Kale is no exception when it comes to what veggie plants typically need to grow well. Nutrient-rich, well-drained soil. If your garden is lacking in well-drained, nutrient-rich soil – don’t worry. About two weeks before you plant, be sure to dig the soil about a foot and a half deep. Remove any rocks and break up large clumps. Add a few shovels full of compost and set the plants into the newly well-drained and nutrient-rich soil up to the first set of true seed leaves.
Kale is generally a cool weather crop. It has the highest yields during the early spring and fall. However, it can grow during the summer and the winter – but plan to harvest the kale leaves less often during these months.
If your area experiences winter low temperatures in the twenties, your kale plants should be able to survive the winter with only a layer of mulch. If your winter lows are in the teens, you can either let your kale plants go for the winter, or try to extend the harvest by adding a garden blanket such as Remay.

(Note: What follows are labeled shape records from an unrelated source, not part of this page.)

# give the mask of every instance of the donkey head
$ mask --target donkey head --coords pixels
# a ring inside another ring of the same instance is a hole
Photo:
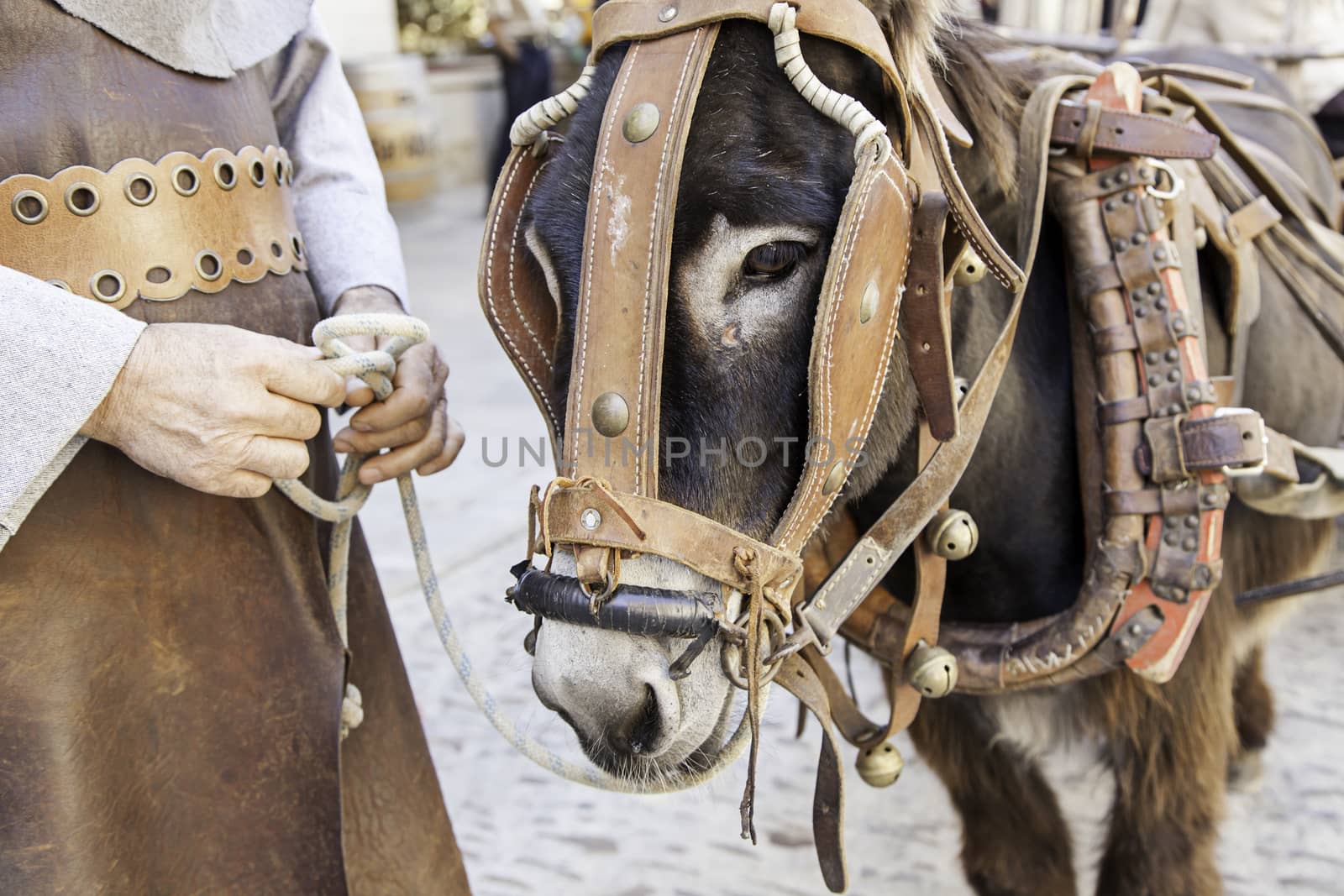
[[[939,3],[866,1],[898,60],[933,52]],[[891,121],[884,116],[890,90],[874,63],[825,40],[804,38],[802,48],[828,86]],[[617,48],[602,58],[564,144],[551,150],[524,220],[528,249],[560,308],[554,407],[564,407],[569,391],[594,156],[622,55]],[[741,20],[723,26],[695,105],[676,197],[657,497],[758,540],[769,539],[808,462],[808,359],[855,171],[853,146],[849,133],[790,86],[765,27]],[[898,347],[867,462],[849,476],[847,493],[872,488],[891,465],[915,408]],[[573,557],[558,552],[554,568],[570,572]],[[719,590],[688,567],[646,556],[622,563],[621,583]],[[730,604],[734,599],[741,595]],[[735,613],[730,606],[728,615]],[[722,747],[734,688],[718,643],[688,677],[673,681],[669,664],[684,646],[547,619],[535,642],[534,688],[607,770],[649,775],[694,768]]]

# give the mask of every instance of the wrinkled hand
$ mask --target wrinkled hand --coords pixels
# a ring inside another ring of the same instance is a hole
[[[396,298],[378,287],[360,286],[348,290],[336,304],[336,314],[402,314]],[[355,351],[375,348],[371,337],[347,339]],[[379,345],[386,340],[379,340]],[[448,415],[444,383],[448,364],[433,343],[414,345],[396,363],[395,387],[386,402],[374,402],[374,390],[360,380],[348,383],[345,403],[363,408],[351,418],[349,426],[336,434],[336,450],[343,454],[386,454],[364,461],[359,481],[366,485],[394,480],[415,470],[431,476],[446,469],[466,435],[457,420]]]
[[[261,497],[308,469],[313,406],[345,398],[321,356],[234,326],[153,324],[79,433],[200,492]]]

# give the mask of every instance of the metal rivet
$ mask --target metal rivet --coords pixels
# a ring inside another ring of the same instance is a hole
[[[153,179],[140,172],[126,177],[126,183],[121,191],[126,195],[126,201],[132,206],[148,206],[159,195],[159,187],[155,185]]]
[[[208,282],[214,282],[224,275],[224,262],[216,253],[203,249],[196,253],[196,274]]]
[[[835,466],[831,467],[831,473],[827,474],[827,481],[821,484],[823,494],[835,494],[840,490],[844,484],[844,461],[836,461]]]
[[[47,218],[47,197],[35,189],[20,189],[13,195],[9,211],[24,224],[40,224]]]
[[[603,392],[593,402],[593,427],[609,439],[630,424],[630,407],[617,392]]]
[[[173,168],[169,180],[179,196],[195,196],[196,191],[200,189],[200,176],[196,175],[196,169],[191,165],[177,165]]]
[[[863,298],[859,300],[859,322],[867,324],[872,320],[872,316],[878,313],[878,300],[880,294],[878,292],[878,281],[870,279],[868,286],[863,290]]]
[[[105,281],[112,281],[109,285]],[[126,294],[126,279],[114,270],[101,270],[89,278],[89,289],[105,302],[120,301]]]
[[[98,188],[90,183],[78,180],[66,188],[66,208],[73,215],[87,218],[98,211],[101,204],[102,196],[98,193]]]
[[[659,107],[652,102],[641,102],[625,116],[621,133],[632,144],[642,144],[659,129],[660,121],[663,121],[663,113],[659,111]]]
[[[238,185],[238,169],[234,163],[220,159],[215,163],[215,183],[220,189],[233,189]]]

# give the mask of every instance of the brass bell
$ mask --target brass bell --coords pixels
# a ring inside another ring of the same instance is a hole
[[[965,560],[980,544],[980,527],[965,510],[943,510],[929,523],[925,539],[943,560]]]
[[[957,686],[957,657],[921,641],[906,660],[906,681],[926,697],[946,697]]]
[[[859,776],[870,787],[890,787],[905,771],[906,760],[900,758],[900,751],[890,740],[884,740],[876,747],[859,751],[855,767],[859,770]]]

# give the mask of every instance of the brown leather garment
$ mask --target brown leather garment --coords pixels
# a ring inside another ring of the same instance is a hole
[[[0,177],[280,142],[255,71],[175,73],[43,0],[0,5]],[[296,341],[320,316],[300,275],[128,313]],[[310,453],[329,494],[325,433]],[[339,743],[327,532],[274,492],[218,498],[79,453],[0,553],[0,892],[468,892],[358,532],[367,715]]]

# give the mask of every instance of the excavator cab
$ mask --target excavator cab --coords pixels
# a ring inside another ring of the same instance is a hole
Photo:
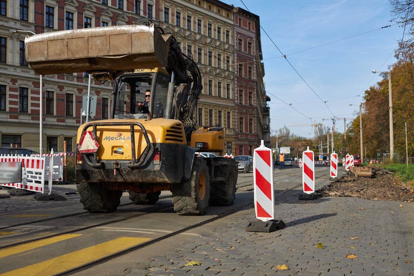
[[[162,69],[136,70],[126,73],[116,78],[114,84],[112,118],[114,119],[165,118],[167,105],[168,85],[171,77]],[[149,112],[137,106],[138,102],[144,102],[145,92],[151,91]]]

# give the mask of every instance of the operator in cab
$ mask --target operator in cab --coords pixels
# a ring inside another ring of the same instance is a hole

Kale will continue to produce in lower temperatures with double protection such as a hoop house and row cover or garden blanket.
Since kale plants offer continuous harvests, they generally benefit from regular feedings. If you have a compost pile, you can side dress the plants – which means adding fertilizer off to the side of the main stem. Since kale is a leafy plant, fish emulsion works well as a fertilizer. You can also add compost tea or even a granular fertilizer – about one or two tablespoons per plant every few weeks.
Depending on your type of soil and growing conditions, watering needs will change.
Sandy soils tend to dry out more quickly than loam or clay soils. The best way to determine your watering needs is to stick your finger in the soil and feel for dampness about two inches down. In most cases one inch of rain a week is enough water for kale plants to grow healthy leaves.
During the summer, kale will need more water, particularly if it’s hot and rain is in short supply.
During winter months, it is best to cut down on the amount of water you give your kale plants. Too much water can cause mildew. Plus since the growth is naturally slower during the winter, it will simply need less watering.